カエルの自在置物の写真を紹介するポスト。
Iron-forged collectible (and articulated!) ‘Jizai Okimono’ figurines from the Edo Period in Japan. pic.twitter.com/mZK1t7XIXz
— Andrew Clark (@AndrewLeeClark) July 22, 2024
これは2022年にベルリンにオープンしたピーター・ヤンセン氏の私設博物館 Samurai Museum Berlin の展示のようです。
これと同様の蛙は1976年のクリスティーズ『ハートマンコレクション金工品目録』にも載っていますが、今回の写真にある蛙とよく似ています。

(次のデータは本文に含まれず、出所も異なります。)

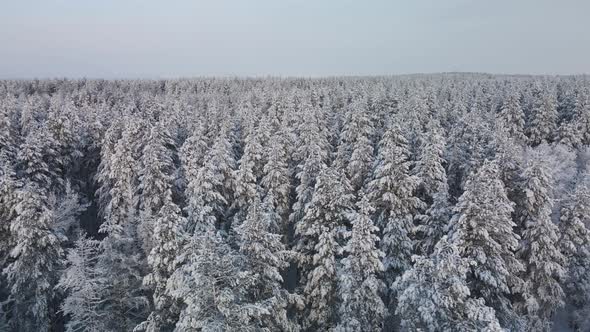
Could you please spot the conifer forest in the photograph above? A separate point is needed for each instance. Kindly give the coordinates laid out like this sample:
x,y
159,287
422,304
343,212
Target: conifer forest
x,y
439,202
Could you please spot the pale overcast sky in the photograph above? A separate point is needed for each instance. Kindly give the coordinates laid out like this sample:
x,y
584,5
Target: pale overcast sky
x,y
182,38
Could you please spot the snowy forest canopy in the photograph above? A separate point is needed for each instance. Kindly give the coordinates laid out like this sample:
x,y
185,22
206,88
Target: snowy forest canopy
x,y
455,202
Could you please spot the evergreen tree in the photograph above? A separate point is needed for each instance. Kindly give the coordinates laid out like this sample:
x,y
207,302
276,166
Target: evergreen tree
x,y
482,229
83,284
544,263
265,256
434,294
511,116
156,179
542,124
211,281
360,288
392,193
276,184
318,248
575,245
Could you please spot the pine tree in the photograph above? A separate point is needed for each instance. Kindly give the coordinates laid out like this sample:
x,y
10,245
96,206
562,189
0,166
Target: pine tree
x,y
541,291
482,229
360,288
434,295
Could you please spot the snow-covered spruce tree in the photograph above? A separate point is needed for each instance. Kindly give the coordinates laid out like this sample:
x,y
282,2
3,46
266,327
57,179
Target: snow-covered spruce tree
x,y
434,295
574,129
355,150
156,179
247,175
511,116
276,182
39,161
312,156
544,263
8,201
542,122
212,281
318,247
192,157
84,285
434,222
210,193
430,168
125,300
265,256
361,307
471,141
167,245
575,245
482,229
391,192
32,271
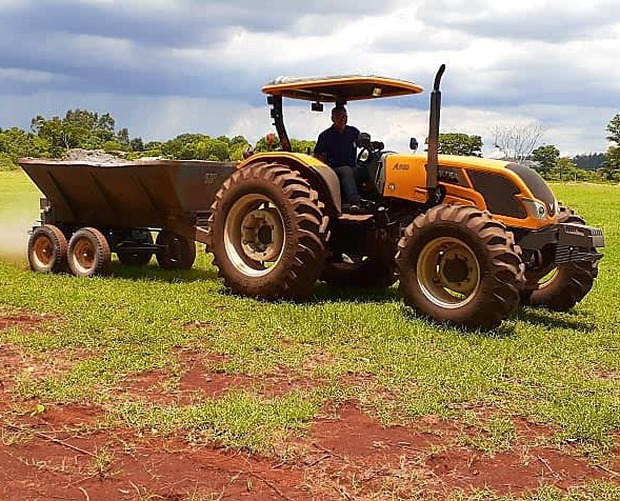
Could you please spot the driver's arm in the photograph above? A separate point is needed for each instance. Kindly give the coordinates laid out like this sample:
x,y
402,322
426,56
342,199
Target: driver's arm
x,y
320,150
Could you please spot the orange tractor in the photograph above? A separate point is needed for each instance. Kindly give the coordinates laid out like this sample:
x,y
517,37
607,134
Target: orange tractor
x,y
468,238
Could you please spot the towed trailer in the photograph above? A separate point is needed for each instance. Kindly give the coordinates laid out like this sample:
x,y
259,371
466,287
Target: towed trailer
x,y
93,209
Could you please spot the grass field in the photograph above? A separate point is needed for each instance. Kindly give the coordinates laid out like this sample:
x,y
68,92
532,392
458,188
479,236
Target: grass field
x,y
97,342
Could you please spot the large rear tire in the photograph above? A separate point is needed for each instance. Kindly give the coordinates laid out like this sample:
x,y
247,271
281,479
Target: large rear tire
x,y
268,232
459,265
177,253
560,287
89,253
47,249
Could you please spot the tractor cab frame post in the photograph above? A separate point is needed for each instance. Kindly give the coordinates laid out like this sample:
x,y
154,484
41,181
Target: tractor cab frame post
x,y
433,134
278,121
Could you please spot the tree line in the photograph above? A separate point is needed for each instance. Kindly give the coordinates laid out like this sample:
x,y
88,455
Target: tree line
x,y
52,138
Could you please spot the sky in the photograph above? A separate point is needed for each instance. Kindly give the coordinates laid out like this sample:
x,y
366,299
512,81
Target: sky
x,y
166,67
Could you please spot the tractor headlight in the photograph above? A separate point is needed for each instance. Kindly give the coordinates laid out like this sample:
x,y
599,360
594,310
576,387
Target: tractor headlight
x,y
535,208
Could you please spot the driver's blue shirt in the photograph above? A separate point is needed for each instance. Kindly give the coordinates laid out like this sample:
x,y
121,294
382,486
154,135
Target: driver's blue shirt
x,y
339,148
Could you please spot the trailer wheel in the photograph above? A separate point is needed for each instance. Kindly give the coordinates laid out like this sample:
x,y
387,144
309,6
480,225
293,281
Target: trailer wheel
x,y
268,232
89,253
137,258
458,265
47,249
373,272
178,252
560,287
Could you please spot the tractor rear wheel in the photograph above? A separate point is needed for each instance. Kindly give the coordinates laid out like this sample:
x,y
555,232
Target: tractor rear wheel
x,y
459,265
89,253
47,249
268,232
560,287
372,272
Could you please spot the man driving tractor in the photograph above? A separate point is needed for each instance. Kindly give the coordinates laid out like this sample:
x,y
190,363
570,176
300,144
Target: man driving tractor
x,y
337,147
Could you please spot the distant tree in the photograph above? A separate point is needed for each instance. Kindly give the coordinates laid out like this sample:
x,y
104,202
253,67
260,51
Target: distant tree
x,y
517,141
457,143
123,139
610,169
302,145
136,144
546,157
212,149
613,127
269,142
238,145
16,143
78,129
591,161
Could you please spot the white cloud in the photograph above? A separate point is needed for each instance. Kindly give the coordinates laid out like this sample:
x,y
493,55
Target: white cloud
x,y
167,67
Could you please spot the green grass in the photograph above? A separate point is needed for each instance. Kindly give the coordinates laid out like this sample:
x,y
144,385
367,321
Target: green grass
x,y
556,368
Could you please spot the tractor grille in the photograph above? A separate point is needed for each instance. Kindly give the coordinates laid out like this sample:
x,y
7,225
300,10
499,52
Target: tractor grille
x,y
568,254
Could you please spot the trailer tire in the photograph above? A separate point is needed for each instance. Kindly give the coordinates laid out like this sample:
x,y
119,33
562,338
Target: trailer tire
x,y
89,253
373,272
177,253
268,232
137,258
47,249
458,265
560,287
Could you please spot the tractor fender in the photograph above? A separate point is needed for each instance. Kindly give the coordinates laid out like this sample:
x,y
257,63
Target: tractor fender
x,y
321,177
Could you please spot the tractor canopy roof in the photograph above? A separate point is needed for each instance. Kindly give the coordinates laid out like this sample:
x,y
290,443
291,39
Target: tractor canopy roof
x,y
340,88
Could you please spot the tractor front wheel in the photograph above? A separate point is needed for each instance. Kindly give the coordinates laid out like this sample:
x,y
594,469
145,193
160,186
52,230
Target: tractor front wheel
x,y
459,265
560,287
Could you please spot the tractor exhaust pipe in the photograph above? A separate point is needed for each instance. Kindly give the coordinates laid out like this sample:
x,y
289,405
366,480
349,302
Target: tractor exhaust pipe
x,y
433,132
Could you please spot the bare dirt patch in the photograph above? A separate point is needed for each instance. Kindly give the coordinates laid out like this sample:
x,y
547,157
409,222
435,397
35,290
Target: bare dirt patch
x,y
197,380
347,454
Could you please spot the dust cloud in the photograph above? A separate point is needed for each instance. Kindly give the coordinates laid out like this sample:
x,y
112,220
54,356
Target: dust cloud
x,y
14,240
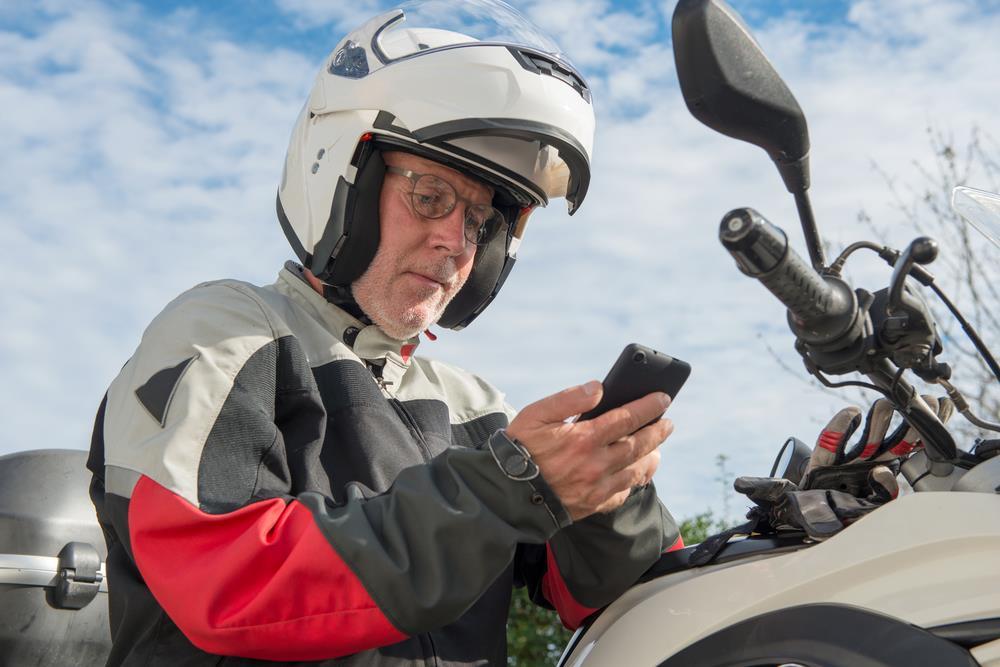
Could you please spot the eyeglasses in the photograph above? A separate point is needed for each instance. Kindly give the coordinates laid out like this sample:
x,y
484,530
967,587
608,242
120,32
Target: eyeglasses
x,y
433,197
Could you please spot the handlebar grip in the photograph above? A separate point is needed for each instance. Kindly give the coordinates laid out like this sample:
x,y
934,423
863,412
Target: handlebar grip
x,y
823,310
761,251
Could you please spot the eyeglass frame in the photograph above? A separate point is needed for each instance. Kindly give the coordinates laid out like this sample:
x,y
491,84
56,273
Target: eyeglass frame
x,y
414,177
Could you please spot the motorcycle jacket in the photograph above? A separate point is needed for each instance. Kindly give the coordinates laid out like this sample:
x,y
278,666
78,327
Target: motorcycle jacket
x,y
278,481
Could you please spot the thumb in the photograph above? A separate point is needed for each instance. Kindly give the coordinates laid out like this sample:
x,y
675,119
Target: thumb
x,y
565,404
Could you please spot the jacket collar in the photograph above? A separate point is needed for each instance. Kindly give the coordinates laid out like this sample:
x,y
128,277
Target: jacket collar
x,y
367,341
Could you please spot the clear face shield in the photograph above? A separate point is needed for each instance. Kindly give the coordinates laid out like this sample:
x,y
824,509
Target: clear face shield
x,y
422,26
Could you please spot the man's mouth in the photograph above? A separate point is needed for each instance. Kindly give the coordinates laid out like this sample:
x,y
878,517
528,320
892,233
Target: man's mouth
x,y
431,279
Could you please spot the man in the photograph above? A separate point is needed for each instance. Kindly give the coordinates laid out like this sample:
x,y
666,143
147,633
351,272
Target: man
x,y
279,478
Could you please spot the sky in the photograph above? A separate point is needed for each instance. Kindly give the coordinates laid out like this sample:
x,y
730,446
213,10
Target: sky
x,y
143,142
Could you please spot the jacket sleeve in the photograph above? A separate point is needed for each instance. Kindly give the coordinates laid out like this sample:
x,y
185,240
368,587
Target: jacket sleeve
x,y
245,558
587,565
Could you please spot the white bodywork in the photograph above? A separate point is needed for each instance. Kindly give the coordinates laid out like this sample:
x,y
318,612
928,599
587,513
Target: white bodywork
x,y
929,559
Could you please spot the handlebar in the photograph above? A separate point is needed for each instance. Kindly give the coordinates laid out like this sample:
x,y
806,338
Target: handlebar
x,y
823,310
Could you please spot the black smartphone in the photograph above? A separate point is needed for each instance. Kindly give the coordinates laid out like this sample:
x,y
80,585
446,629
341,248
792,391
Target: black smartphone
x,y
639,370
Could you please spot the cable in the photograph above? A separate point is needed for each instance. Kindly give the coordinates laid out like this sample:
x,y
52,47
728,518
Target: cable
x,y
850,383
838,264
970,332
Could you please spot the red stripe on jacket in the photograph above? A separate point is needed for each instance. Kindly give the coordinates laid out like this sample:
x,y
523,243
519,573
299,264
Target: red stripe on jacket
x,y
260,582
555,590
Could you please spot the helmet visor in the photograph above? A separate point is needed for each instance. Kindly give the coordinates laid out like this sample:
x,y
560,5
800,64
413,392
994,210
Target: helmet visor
x,y
422,26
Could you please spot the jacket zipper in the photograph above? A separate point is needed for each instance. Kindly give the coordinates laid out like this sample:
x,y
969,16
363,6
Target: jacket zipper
x,y
425,450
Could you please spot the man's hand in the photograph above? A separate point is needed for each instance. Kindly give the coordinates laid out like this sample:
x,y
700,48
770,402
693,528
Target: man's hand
x,y
592,465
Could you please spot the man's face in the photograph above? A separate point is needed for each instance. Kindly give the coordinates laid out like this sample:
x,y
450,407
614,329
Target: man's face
x,y
421,263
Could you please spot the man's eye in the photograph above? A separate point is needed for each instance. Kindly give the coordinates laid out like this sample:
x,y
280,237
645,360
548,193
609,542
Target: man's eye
x,y
427,198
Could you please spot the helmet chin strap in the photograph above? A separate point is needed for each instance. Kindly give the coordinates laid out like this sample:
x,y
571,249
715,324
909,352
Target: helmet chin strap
x,y
342,297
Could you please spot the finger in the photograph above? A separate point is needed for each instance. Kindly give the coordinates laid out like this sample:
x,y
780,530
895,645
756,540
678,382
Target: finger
x,y
946,408
636,474
631,448
911,438
832,439
565,404
875,428
629,418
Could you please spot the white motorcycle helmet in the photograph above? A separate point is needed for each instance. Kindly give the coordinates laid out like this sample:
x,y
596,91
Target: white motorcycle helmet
x,y
468,83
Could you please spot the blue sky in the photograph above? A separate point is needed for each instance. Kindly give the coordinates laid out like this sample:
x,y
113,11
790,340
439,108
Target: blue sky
x,y
143,142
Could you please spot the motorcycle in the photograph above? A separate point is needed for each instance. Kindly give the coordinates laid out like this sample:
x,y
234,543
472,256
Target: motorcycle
x,y
914,582
917,580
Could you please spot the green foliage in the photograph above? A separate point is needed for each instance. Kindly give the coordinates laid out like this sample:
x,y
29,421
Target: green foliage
x,y
536,636
695,529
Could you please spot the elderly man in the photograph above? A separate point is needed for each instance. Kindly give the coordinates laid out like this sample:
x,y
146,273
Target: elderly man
x,y
280,478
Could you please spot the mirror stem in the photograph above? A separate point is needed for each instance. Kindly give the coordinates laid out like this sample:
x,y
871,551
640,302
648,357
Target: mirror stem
x,y
813,242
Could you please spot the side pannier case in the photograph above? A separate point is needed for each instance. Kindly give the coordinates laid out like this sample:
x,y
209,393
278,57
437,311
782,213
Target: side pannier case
x,y
53,593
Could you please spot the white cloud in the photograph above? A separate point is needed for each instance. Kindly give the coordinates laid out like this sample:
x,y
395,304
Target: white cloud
x,y
144,158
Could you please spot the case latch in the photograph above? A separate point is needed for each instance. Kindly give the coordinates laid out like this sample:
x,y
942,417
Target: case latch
x,y
79,576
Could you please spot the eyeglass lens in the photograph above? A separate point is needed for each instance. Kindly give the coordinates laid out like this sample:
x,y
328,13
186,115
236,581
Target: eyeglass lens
x,y
435,197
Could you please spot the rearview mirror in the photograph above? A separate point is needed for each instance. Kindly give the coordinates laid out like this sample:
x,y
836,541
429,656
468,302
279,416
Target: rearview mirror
x,y
730,85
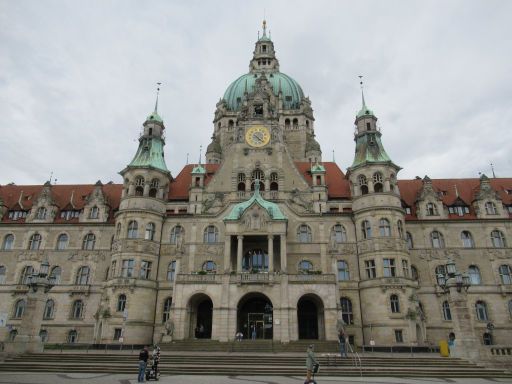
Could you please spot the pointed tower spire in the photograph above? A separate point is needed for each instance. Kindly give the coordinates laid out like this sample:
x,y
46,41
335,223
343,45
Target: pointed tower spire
x,y
157,94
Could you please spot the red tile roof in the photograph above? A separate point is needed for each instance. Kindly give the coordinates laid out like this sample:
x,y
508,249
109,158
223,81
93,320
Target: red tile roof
x,y
338,186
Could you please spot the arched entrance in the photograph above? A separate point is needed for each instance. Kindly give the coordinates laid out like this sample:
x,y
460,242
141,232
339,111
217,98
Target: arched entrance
x,y
255,316
310,317
200,310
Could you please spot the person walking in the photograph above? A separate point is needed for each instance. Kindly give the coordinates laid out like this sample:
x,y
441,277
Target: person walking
x,y
310,363
143,361
343,343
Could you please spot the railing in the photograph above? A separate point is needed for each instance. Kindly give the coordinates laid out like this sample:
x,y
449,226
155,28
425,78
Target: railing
x,y
257,278
198,278
312,278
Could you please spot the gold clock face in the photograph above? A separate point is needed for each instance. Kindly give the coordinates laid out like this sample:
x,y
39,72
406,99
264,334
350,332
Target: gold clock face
x,y
257,136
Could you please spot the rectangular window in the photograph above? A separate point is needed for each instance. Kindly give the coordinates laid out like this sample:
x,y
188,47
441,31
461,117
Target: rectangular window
x,y
405,268
127,268
145,269
118,332
371,271
399,337
389,268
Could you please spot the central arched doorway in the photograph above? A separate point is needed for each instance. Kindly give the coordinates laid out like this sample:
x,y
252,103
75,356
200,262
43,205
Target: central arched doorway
x,y
255,316
310,317
200,310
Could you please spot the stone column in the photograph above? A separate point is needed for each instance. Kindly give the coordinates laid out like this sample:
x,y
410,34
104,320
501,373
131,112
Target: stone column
x,y
239,251
283,253
467,345
227,254
270,253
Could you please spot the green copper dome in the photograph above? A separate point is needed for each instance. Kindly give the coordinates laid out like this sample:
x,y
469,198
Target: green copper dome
x,y
292,92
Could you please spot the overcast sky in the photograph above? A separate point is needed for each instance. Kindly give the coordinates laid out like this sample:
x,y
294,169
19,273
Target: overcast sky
x,y
77,79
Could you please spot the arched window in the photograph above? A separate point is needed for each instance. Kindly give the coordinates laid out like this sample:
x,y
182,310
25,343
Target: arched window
x,y
26,274
474,275
305,266
133,229
377,182
338,234
72,337
89,242
384,228
8,242
437,239
55,274
82,276
94,212
43,334
77,309
150,231
490,208
394,303
177,234
304,234
211,234
343,272
346,311
209,266
41,213
49,308
171,270
498,239
62,241
481,311
35,242
467,239
363,184
505,274
408,238
366,229
166,313
487,338
447,314
139,186
153,187
440,272
121,303
414,273
400,228
19,309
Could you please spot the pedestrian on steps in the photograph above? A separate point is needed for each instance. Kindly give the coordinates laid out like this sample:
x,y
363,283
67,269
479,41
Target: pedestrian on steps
x,y
143,361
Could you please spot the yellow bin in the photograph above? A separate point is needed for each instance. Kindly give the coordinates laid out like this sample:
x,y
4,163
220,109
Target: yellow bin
x,y
444,351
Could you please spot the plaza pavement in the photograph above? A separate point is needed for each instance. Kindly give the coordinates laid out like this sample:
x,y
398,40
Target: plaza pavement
x,y
81,378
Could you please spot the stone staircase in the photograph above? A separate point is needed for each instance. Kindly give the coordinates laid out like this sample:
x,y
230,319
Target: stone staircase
x,y
250,364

先ごろ出版されたエルメス財団 編『Savoir & Faire 金属』でも、原田一敏先生による「自在置物」の中で、最初にヨーロッパで紹介された自在置物として『LE JAPON ARTISTIQUE』に掲載された蛙を取り上げています。
https://gallica.bnf.fr/ark:/12148/bpt6k9115319/f115.item
早くから海外に紹介されてはいたものの、蛙の自在置物は非常に珍しいので、これらは同一の作品かもしれません。現存作品としてその所在が知れたのは僥倖でした。
岡倉天心が出品協力した第6回ミュンヘン水晶宮での第6回国際美術展覧会について、"JAPANESE PICTURES AT MUNICH" と題された当時の記事がありました。
The Japan Weekly Mail 1892.7-12
https://archive.org/details/jwm-bound-1892.7-12/page/529/mode/2up
記事の全文の日本語訳は以下の通り。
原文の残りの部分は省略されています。